Le processus est très différent, puisque la chute est génétique et provient d’anomalies sur les chomosomes X et 20. Ce n’est pas une question de balance hormonale comme chez la femme, mais un dérèglement complet de l’enzyme 5 alpha-réductase, des récepteurs des cheveux aux hormones mâles et de la DHT. L’alopécie androgénique est une maladie chronique. C’est pour cela que les seuls traitements médicaux et prix à vie sont efficaces. Tout le reste est bidon. « Toutefois, il est important de préciser que prise à temps, l’alopécie peut être stoppée. Ainsi, plus aucun patient ne sera chauve ! C’est grand même une grande avancée médicale. Je recommande donc de ne pas attendre pour consulter. Dès que l’on commence à perdre ses cheveux en masse, allez hop, chez le médecin ! » préconise le Dr Jonathan Fernandez.

La nouvelle approche médicale de l’alopécie reprend plus ou moins les mêmes traitements que chez la femme, à quelques variantes près. N’hésitez donc pas à lire (ou relire) notre paragraphe plus haut « Si la chute perdure au-delà de 6 mois ».

Le traitement de la chute de cheveux repose sur :

  •  Une application de Stémoxydine 5 % au niveau du cuir chevelu pour un boost capillaire, réveiller les bulbes en dormance et stimuler la pousse d’un duvet. Pendant 3 mois.

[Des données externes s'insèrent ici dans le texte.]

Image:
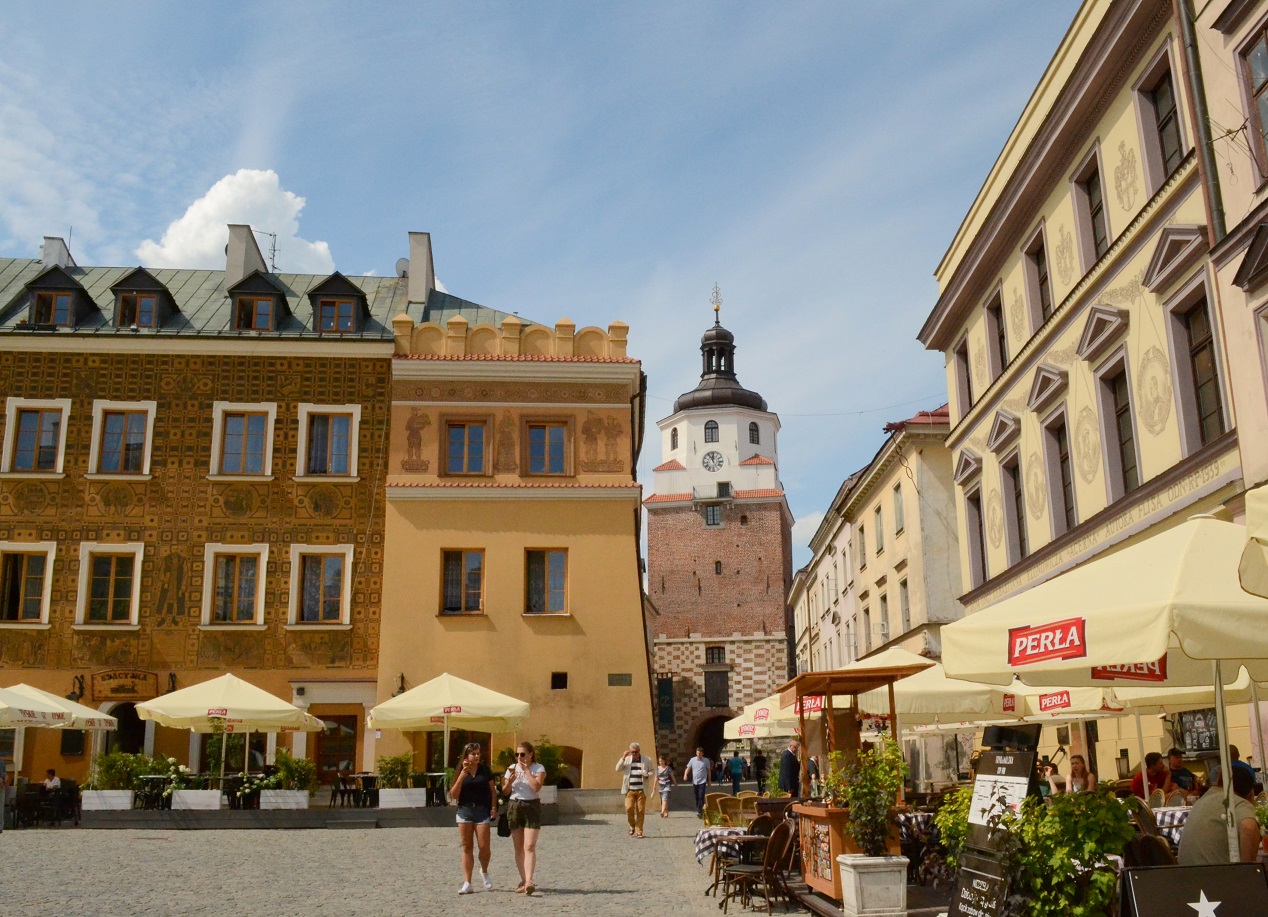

Au même moment, pour toute de suite bloquer l’action des hormones et permettre à ce duvet de tenir et de se transformer en cheveux, on démarre :

  •  Deux applications par jour de Minoxidil 5 %, associées à 1 comprimé de Finastéride (1 mg). Traitement à vie.

1 mois après, on associe à cela : 

  • Des injections de PRP pour doper la vascularisation du cuir chevelu qui a été altérée par la DHT. Le médecin peut y associer aussi un produit de mésothérapie pour apporter des nutriments directement au bulbe et renforcer la tige des cheveux. Le protocole est de 3 séances espacées d’un mois, puis une séance d’entretien par an.

Et si ça ne suffit pas pour retrouver une top chevelure ?

Tout dépend à quel stade en est votre alopécie Au-delà d’un stade 3 (voir classification d’Hamilton), le traitement médical ne suffira peut-être pas à retrouver toute la densité que vous souhaitez. Dans ce cas, il faudra compléter avec une greffe capillaire, mais sans interrompre le traitement médical qui assurera un meilleur résultat en préservant la vie des cheveux persistants.

Quels spécialistes consulter pour tous ces traitements médicaux contre l’alopécie ? 

Un médecin obligatoirement : médecin esthétique, dermatologue ou chirurgien plasticien spécialiste des cheveux. Malheureusement, il n’existe aucune société savante sur ce sujet spécifique sur laquelle vous renvoyer. Et les pros du cheveu sont à peine une dizaine en France. Demandez l’aide de votre médecin traitant pour les identifier.